Posted in Reviews by - October 08, 2017
The Tournament (1974)

Barnstorming Angela Mao Ying vehicle made at the height of her powers at Golden Harvest. Following their success dabbling in the Korean arts for Hapkido and When Taekwondo Strikes, director Huang Feng and fight choreographer Sammo Hung turn their attention to a different foreign martial arts style for this one: Muay Thai kickboxing. This involves actually jetting off to Thailand to film some local colour as well as taking in a few competitive kickboxing bouts, while the rest of the film is completed on the same studio lot back in Hong Kong.

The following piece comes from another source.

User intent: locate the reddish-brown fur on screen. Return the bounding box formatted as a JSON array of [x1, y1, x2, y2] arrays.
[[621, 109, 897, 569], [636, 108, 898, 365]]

Like their previous films, a rich stream of nationalistic anger fuels this head-kicker, in which Angela and Carter Wong play the children of a disgraced kung fu master. He is made a laughing stock when rising debts cause him to enter Chinese fighters into Muay Thai bouts in Bangkok, only for them to fail miserably. The old man hangs himself out of shame, leaving Angela to lead a charge in restoring the family name, jetting off to Thailand to smash up the locals. Not satisfied with just the one national humiliation, the film also focuses on a second cultural snub involving a Japanese karate school who move in on their turf when they’re away kicking butt in Bangkok. The film stinks of calculated hysteria and there’s very little in the way of plot. But Sammo’s streetwise choreography still leaps off the screen, perfectly embodied in one of Hong Kong cinema’s greatest leading ladies.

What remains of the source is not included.